Richard Feynman (1918-1988) est un physicien américain qui s’est rendu célèbre parmi les scientifiques pour ses travaux sur l'électrodynamique quantique, domaine difficile d’accès. Mais c’est pour ses cours de Physique, de Mécanique, d’Électromagnétisme, de Mécanique quantique qu’il a atteint l’âme d’innombrables étudiants. Un professeur tend souvent à se mettre hors de portée de son auditoire par crainte d’une remarque inattendue, par peur de buter soudainement sur une difficulté imprévue ce qui lui ferait perdre pour toujours son statut de ‘Maître’. Alors il se réfugie dans le jargon, dans les mathématiques absconses, dans les concepts ésotériques pour échapper à un tel sort. Le jargon, les mathématiques, les concepts sont fort utiles une fois que vous avez compris la nature physique d’un problème, ils représentent un poids gênant avant. Richard Feynman justement mettait tout son savoir à débarrasser les problèmes de tout ce qui gêne l’entendement : la nuit… puis un éclair et tout s’embrase, vous avez compris ! Le peaufinage peut venir ensuite et vos intégrales, vos lagrangiens, vos tenseurs… viennent préciser ce que vous maitrisez déjà.

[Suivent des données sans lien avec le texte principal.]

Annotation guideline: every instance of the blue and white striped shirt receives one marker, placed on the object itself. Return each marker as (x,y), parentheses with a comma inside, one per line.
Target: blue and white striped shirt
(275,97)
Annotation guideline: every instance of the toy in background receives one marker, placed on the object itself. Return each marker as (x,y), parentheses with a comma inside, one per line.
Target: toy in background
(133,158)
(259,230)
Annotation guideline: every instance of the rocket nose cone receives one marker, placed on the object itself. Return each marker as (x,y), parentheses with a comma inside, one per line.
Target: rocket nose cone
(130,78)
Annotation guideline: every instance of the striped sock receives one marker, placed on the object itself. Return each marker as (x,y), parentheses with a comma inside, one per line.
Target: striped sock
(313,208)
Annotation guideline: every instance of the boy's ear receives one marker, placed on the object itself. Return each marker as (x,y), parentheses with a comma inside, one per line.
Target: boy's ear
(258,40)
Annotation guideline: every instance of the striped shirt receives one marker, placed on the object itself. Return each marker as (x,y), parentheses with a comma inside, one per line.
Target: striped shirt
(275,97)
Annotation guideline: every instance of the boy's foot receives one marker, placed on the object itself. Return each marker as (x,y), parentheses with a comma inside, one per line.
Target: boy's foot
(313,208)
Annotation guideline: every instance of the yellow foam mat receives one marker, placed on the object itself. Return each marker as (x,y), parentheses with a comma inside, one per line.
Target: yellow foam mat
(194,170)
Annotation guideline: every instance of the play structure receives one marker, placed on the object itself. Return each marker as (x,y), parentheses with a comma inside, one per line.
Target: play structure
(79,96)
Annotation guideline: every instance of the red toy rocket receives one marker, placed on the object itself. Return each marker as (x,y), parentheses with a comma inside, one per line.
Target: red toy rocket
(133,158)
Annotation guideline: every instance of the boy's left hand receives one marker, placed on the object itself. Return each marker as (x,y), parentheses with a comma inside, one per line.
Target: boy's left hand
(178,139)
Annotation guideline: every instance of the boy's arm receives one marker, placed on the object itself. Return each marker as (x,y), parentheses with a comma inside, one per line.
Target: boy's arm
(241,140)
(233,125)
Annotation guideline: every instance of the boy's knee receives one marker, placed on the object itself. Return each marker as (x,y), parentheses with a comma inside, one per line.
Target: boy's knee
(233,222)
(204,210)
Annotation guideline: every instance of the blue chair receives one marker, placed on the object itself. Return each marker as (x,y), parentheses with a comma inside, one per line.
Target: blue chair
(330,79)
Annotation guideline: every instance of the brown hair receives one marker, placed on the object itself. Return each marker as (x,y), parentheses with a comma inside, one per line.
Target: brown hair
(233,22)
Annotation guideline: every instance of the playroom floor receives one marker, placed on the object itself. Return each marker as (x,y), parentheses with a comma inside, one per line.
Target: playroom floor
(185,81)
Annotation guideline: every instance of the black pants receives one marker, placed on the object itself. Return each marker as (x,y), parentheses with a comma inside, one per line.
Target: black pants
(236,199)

« Le vrai triomphe de la Science, c’est de pouvoir trouver une manière de penser telle que les lois physiques soient évidentes. »
Primo Levi (1919-1987) est lui chimiste, pas seulement de profession (qu’il exerça dans une petite industrie durant plus de 30 ans), mais aussi par sa façon de réfléchir : « Le Chimiste a pris l’habitude de se contenter de ce que l’expérience lui donne, de s’attendre aux obstacles ou incertitudes pratiques qui menacent ses déductions ou ses désirs. » En d’autres termes, un ‘Chimiste ordinaire’ ne croit en rien, et surtout pas aux théories : il observe, il relie le plus pertinemment possible les faits les uns aux autres, d’une façon provisoire, en laissant d’autres en attente, et il essaie, avec d’innombrables règles empiriques, de suivre son chemin vers le but qu’il s’est fixé… ou de trouver tout autre chose bien plus intéressante.
Primo Levi mettait lui aussi toute son énergie à ne pas tricher avec la réalité, à ne pas la dépeindre comme on voudrait qu’elle soit, comme on aurait intérêt qu’elle soit.
Et tous mes autres amis juifs font de même dans d’autres domaines : Raymond Aron, Patrick Modiano, Vladimir Jankélévitch, Stefan Zweig, Baruch Spinoza, Karl Marx, Sigmund Freud, Henri Bergson… et tant d’autres !
Mais pourquoi mentionner seulement mes amis juifs, j’ai bien entendu des amis d’autres confessions ?
Car il semble qu’actuellement on n’admire plus, on ne déteste plus en fonction du talent ou du manque de talent d’un créateur, d’un artiste, d’un savant, mais justement en fonction de son appartenance à une communauté. Il est d’évidence qu’une communauté n’a pas pour principal objet de cultiver l’intelligence, un Homme seul dans une bibliothèque y parvient fort bien, mais pour dominer, asservir les esprits et les corps, con-vaincre. Alors… on assiste à la trahison de la plus noble, de la plus belle, de la plus admirable fraction de l’humanité dont font partie mes amis juifs. Un certain nombre de personnes apparaissent à tout propos dans les médias en tant que militants d’une cause, et ceci n’a rien d’anormal. Ce qui est choquant c’est qu’ils se drapent dans les draps de leurs aïeux individuellement talentueux ou géniaux mais qui ne se reconnaissaient pas dans une communauté autre que la communauté de tous les Hommes. Leurs aïeux haïssaient les clans, les fractions, les meutes qu’ils étaient bien placés pour connaître leur inintelligence et les innombrables dévastations que les clans peuvent infliger au monde. La logique de leur successeur est une logique de guerre… un groupe contre un autre, une partie du monde contre un autre, alors c’est la détestation, la haine, qui prennent le dessus, c’est l’animalité des instincts qui prime tout le reste, et cette animalité ne conserve de l’intelligence que ce qui permet de gagner à tout prix. Les intellectuels se donnent alors pour devoir de berner ses ennemis, ce qu’ont toujours fait les fausses idoles, les mauvais prophètes, les propagandistes de tout acabit.
Militez si vous voulez MM. les intellectuels du nouveau Monde, mais laissez en dehors de vos propos et agissements ces précieux érudits juifs du temps jadis qui nous ont permis de vivre, de survivre, d’espérer et que vous n’avez pas à accaparer, à agréger, dans une quelconque communauté.